Jubir Wapres: Jangan Lagi Persoalkan Halal Haram Vaksin AstraZeneca, yang Penting Dibolehkan

·Bacaan 2 menit

Liputan6.com, Jakarta Juru Bicara Wakil Presiden (Wapres) Ma'ruf Amin, Masduki Baidlowi meminta agar polemik halal dan haram vaksin Covid-19 AstraZeneca tak lagi dipersoalkan.

Pasalnya, kata dia, Wapres Ma'ruf Amin telah menyatakan bahwa vaksin asal Inggris tersebut dapat dipergunakan.

"Masalahnya (vaksin) itu sudah boleh, secara agama sudah boleh dan masyarakat tidak perlu ragu-ragu. Apalagi kalau ada yang menyatakan juga bahwa AstraZeneca itu halal jadi kebolehan itu bertambah. Itu kan garis besar yang disampaikan oleh Wapres," ujar Masduki kepada wartawan, Rabu (24/3/2021).
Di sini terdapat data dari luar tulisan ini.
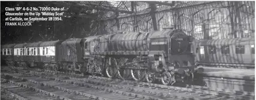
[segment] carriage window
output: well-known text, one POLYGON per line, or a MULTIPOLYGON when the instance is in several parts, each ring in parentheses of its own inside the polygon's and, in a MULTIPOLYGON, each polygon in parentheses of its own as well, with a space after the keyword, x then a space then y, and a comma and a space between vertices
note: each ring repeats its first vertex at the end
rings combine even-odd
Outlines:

Dia pun mengajak masyarakat tak lagi meributkan soal kehalalan vaksin-vaksin yang nantinya akan tiba di Indonesia. Masduki menyebut persoalan yang paling penting yakni, distribusi vaksin secara merata agar tercapai herd immunity (kekebalan komunal).

"Jadi tidak perlu lagi menyoal hal yang berkaitan dengan soal halal dan tidak halal atau haram (dan) tidak haram. Bukan di situ letaknya. Angelnya itu justru bagaimana kita, karena sudah boleh, supaya cepat, bisa tercapai herd immunity, kapan ketersediaan fasilitas bisa segera terwujud," jelasnya.

"Lalu langkah-langkah percepatannya seperti apa, bagaimana melibatkan pihak-pihak tokoh masyarakat di berbagai daerah Puskesmas segera cepat distribusinya, logistiknya. Kita lebih berbicara persoalan manajemen dari bagaimana pelaksanaan vaksinasi secara nasional itu bisa sesuai dengan rancangan," sambung Masduki.

Dia menuturkan ulama-ulama dan para santri di Jawa Timur telah mulai disuntik vaksin AstraZeneca. Untuk itu, Masduki berharap masyarakat tak khawatir dengan vaksin AstraZeneca.

"Bahkan MUI rencananya untuk bagaimana agar melakukan vaksinasi dengan menggunakan AstraZeneca itu untuk menunjukkan bahwa tidak ada masalah disitu. Tidak ada masalah halal dan haram," kata Masduki.

Penegasan MUI soal Kehalalan Vaksin AstraZeneca

Gambar ilustrasi menunjukkan botol berstiker
Gambar ilustrasi menunjukkan botol berstiker

Sebelumnya, Presiden Jokowi mengatakan Majelis Ulama Indonesia (MUI) Jawa Timur telah menyatakan bahwa vaksin Covid-19, AstraZeneca halal dan thayyib. Dengan begitu, vaksin asal Inggris tersebut dapat disuntikkan kepada masyarakat.

Hal ini disampaikan Jokowi usai meninjau pelaksanaan vaksinasi massal Covid-19 yang diperuntukkan bagi para tokoh agama dan petugas pelayan publik di Pendopo Kabupaten Jombang Jawa Timur, Senin (22/3/2021).

"Tadi pagi juga saya bertemu dengan para Kyai sepuh, para Kyai dari MUI Jawa Timur yang menyampaikan bahwa vaksin AstraZeneca bisa digunakan, halal dan thayyib," jelas Jokowi seperti yang ditayangkan di Youtube Sekretariat Presiden.